Farming News - Fertiliser disrupts work of beneficial soil bacteria

Fertiliser disrupts work of beneficial soil bacteria


When exposed to nitrogen fertiliser over a period of years, nitrogen-fixing bacteria called rhizobia evolve to become less beneficial to legumes, with which they normally have a symbiotic relationship.

These are the findings of new research by experts at the University of Illinois. They said their findings may be of less interest to farmers, “Who generally grow only one type of plant and can always add more fertiliser to boost plant growth,” but that run-off could be affecting soil life in areas near to farmland.

In natural areas adjacent to farmland, where fertiliser runoff occurs, or in areas where nitrogen oxides from the burning of fossil fuels settle, a change in the quality of soil rhizobia could have "far-reaching ecological and environmental consequences," the researchers wrote.

"The nitrogen that we apply to agricultural fields doesn't stay on those fields, and atmospheric nitrogen deposition doesn't stay by the power plant that generates it," said University of Illinois plant biology professor Katy Heath , who led the study with a colleague at Michigan State University. "So this work is not just about a fertilised soybean field. Worldwide, the nitrogen cycle is off. We've changed it fundamentally."

Legumes have found a way to procure the precious nitrogen they need to grow - from soil-dwelling bacteria called rhizobia.

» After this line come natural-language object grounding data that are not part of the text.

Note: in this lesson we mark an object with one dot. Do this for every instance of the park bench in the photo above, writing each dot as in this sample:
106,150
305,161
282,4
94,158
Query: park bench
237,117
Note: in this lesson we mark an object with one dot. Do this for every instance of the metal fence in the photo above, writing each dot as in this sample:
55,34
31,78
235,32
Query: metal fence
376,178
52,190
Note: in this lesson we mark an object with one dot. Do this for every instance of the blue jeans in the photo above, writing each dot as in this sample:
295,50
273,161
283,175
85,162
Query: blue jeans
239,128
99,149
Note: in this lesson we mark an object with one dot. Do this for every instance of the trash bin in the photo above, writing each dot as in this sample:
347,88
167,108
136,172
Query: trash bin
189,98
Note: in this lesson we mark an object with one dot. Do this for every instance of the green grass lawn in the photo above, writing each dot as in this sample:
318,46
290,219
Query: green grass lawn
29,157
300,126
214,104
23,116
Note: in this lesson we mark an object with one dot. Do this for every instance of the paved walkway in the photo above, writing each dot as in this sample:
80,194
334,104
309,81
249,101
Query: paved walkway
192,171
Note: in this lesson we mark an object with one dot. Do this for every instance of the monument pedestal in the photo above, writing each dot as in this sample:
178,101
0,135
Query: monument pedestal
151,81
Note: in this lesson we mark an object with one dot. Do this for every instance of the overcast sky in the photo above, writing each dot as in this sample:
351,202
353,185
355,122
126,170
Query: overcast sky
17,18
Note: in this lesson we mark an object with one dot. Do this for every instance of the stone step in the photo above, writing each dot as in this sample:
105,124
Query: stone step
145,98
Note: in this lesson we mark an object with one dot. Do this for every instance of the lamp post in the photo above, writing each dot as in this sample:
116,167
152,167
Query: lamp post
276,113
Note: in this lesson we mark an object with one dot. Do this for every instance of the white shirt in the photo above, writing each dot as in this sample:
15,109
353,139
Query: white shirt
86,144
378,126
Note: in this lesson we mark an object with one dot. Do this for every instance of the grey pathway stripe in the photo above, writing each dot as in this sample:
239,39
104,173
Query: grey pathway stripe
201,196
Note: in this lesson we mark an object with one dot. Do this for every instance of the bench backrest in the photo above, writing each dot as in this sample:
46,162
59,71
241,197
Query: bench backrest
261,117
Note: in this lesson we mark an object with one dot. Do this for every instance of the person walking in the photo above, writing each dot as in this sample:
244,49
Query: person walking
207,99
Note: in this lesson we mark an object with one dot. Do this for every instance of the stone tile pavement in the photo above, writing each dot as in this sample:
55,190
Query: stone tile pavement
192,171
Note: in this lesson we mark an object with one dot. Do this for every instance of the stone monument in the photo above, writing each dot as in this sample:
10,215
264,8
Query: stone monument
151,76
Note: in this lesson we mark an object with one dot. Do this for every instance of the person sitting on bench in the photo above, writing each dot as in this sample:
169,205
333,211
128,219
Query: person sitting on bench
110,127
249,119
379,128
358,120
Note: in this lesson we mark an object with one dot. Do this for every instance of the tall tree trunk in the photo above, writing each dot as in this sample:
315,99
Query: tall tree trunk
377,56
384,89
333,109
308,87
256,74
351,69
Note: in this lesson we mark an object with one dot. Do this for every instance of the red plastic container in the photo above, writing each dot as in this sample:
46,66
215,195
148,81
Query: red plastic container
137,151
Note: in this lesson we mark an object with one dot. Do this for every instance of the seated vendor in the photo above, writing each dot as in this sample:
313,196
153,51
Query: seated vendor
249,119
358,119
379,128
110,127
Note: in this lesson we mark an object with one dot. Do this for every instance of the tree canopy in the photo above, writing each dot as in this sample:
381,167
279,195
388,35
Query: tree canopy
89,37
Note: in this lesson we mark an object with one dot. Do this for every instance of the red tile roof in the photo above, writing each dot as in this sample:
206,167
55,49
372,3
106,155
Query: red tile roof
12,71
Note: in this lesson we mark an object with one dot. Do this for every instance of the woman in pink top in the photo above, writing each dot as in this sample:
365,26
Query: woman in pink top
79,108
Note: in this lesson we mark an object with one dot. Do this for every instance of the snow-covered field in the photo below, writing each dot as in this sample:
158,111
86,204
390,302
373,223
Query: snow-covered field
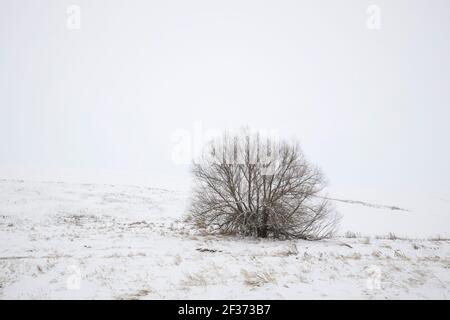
61,240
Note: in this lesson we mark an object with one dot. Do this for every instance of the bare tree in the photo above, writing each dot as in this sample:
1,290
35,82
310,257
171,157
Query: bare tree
249,185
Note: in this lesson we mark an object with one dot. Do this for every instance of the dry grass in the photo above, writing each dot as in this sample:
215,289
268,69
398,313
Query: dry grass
259,278
194,280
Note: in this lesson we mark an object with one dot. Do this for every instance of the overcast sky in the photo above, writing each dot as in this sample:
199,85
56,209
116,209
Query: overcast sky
101,103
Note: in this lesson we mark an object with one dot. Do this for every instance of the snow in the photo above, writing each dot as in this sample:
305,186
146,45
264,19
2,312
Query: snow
85,241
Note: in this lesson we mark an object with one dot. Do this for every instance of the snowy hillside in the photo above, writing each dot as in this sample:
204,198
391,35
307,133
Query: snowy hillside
61,240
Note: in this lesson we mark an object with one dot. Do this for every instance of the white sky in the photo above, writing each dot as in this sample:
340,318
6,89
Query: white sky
101,103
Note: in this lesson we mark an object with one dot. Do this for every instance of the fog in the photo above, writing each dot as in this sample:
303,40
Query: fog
101,103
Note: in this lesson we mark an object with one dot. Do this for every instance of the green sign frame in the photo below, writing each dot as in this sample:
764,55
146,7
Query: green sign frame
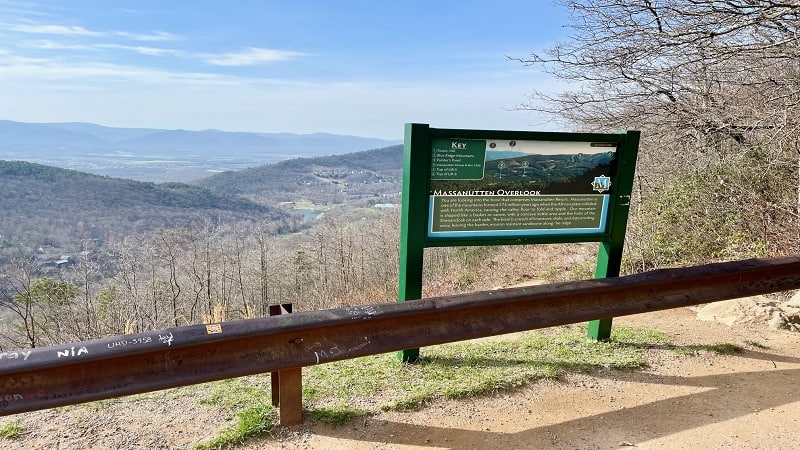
464,187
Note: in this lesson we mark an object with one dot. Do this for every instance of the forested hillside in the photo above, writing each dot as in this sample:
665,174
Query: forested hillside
329,179
48,206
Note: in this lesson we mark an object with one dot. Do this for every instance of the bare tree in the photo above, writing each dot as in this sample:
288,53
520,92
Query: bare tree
711,84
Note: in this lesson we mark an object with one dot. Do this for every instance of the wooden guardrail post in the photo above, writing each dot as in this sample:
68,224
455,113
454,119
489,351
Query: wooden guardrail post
66,374
287,384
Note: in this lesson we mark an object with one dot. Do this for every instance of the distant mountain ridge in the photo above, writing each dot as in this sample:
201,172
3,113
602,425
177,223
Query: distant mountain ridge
148,154
60,206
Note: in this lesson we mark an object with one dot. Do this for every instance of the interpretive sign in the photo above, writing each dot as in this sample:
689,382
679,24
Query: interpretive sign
491,187
484,188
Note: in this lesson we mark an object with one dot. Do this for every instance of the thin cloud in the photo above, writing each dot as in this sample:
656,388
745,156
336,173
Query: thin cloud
61,30
250,56
158,36
142,50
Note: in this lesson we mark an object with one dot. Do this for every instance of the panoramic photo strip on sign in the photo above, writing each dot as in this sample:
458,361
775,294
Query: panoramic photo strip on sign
507,188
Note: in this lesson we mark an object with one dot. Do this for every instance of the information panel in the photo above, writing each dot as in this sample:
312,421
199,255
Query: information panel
500,188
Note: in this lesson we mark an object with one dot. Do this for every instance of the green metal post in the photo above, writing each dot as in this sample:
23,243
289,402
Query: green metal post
412,223
609,255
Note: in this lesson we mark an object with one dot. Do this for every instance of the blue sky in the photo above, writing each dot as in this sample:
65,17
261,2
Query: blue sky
347,67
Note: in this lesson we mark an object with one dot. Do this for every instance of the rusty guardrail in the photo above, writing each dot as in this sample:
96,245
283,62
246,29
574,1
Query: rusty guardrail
111,367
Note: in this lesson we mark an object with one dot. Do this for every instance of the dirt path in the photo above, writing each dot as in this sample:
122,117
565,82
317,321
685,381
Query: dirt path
750,400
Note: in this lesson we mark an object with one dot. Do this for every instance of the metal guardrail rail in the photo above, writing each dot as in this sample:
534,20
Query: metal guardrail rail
111,367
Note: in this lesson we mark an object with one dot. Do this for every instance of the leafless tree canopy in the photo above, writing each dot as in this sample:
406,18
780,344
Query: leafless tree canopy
711,84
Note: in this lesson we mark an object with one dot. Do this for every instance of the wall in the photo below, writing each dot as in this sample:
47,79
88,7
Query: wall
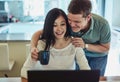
116,13
17,52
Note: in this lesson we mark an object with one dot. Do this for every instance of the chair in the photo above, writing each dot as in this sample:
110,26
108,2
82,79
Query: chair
5,63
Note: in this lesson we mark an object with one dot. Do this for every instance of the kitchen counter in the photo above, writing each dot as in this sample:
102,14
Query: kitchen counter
15,37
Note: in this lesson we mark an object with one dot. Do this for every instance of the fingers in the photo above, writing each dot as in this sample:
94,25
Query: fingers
78,42
34,53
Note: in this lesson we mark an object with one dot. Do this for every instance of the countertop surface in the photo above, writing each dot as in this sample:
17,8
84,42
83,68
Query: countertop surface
15,37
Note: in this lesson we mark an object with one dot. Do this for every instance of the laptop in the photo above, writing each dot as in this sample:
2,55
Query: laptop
5,62
63,76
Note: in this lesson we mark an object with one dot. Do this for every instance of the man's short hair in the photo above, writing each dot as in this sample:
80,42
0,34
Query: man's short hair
80,7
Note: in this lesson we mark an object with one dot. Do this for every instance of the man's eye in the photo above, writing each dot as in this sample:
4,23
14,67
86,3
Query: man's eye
54,25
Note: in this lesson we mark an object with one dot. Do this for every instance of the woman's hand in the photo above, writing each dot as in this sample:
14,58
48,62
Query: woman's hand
34,53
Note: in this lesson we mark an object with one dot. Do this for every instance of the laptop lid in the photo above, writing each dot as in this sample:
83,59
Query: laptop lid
63,76
5,62
4,56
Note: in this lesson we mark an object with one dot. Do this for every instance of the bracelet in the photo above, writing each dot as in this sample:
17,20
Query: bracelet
86,46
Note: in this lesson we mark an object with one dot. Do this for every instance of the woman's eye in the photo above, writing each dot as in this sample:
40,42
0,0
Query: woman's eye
54,25
62,24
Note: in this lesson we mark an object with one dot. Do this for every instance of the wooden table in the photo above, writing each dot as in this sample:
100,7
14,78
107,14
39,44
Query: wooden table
19,79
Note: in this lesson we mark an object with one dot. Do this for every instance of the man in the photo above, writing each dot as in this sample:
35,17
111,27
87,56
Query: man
92,34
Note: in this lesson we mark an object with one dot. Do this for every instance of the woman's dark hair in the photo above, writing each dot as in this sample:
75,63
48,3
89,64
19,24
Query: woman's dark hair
48,34
80,7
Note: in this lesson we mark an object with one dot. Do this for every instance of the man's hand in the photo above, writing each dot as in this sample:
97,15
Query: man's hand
34,53
78,42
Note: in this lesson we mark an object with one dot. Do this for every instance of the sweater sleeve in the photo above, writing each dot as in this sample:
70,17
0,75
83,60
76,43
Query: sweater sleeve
28,65
81,59
31,64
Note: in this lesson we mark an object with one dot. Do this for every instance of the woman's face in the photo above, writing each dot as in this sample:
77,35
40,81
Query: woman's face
59,27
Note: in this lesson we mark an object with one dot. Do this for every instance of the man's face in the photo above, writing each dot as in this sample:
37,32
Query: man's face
78,22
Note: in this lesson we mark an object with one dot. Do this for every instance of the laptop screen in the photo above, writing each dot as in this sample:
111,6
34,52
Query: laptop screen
63,76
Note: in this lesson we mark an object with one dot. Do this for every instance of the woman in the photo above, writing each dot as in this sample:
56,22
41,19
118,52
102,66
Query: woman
56,38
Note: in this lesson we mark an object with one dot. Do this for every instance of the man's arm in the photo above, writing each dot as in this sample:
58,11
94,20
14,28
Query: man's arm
100,48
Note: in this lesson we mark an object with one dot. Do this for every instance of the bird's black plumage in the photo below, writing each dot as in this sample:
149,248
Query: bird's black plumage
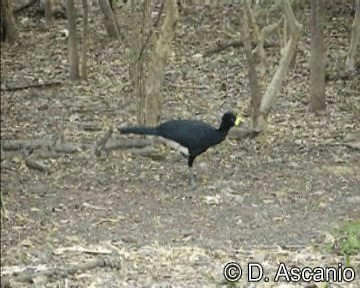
194,135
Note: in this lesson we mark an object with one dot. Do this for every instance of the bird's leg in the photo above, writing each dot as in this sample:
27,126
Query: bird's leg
191,177
191,173
186,156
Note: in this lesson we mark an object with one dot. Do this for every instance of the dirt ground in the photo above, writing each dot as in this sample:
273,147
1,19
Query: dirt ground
276,198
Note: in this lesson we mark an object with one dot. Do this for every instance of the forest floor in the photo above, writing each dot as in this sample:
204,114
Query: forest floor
280,197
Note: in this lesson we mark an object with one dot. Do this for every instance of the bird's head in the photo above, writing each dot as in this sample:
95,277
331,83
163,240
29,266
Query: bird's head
229,120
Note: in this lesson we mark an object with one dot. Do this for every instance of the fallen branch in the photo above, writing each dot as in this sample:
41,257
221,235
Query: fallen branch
234,43
36,85
111,262
69,148
99,146
240,134
32,164
140,143
25,6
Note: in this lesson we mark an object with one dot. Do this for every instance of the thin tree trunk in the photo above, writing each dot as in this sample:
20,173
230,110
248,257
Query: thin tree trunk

"The rhizobia fix nitrogen - from atmospheric nitrogen that we're breathing in and out all the time - to plant-available forms," Heath said. "Plants can't just take it up from the atmosphere; they have to get it in the form of nitrate or ammonium."

In return, legumes shelter the rhizobia in their roots and supply them with carbon. This partnership benefits the bacteria and gives legumes an advantage in nitrogen-poor soils. Previous studies have shown that nitrogen fertilisers can affect the diversity of species that grow in natural areas, Heath said. In areas polluted with fertiliser runoff, for example, legumes decline while other plants become more common.

In the new analysis, Heath and her colleagues looked at six long-term ecological research fields at Michigan State University's Kellogg Biological Station. Two experimental plots were located in each of six different fields. One plot in each field had been fertilised with nitrogen for more than two decades; the other, a control plot, had never been fertilised.

The researchers isolated rhizobia from the nodules of legumes in fertilised and unfertilised plots. In a greenhouse experiment, they tested how these bacteria influenced legume growth and health. The researchers found that the plants grown with the nitrogen-exposed rhizobia were smaller and less healthy (they produced significantly less chlorophyll) than plants grown with rhizobia from the unfertilised plots.

A genetic analysis of the microbes revealed that the composition of the bacterial populations was similar between the two plots: The same families of rhizobia were present in each. But rhizobia from the fertilised plots had evolved in a way that made them less useful to the legumes, Heath said.

"This study tells us something about mutualisms and how they evolved," she said. "Mutualisms depend on this balance of trade between the partners, this special nitrogen-carbon economy in the soil, for example. And when the economy changes - say when nitrogen is no longer scarce - these mutualisms might go away.”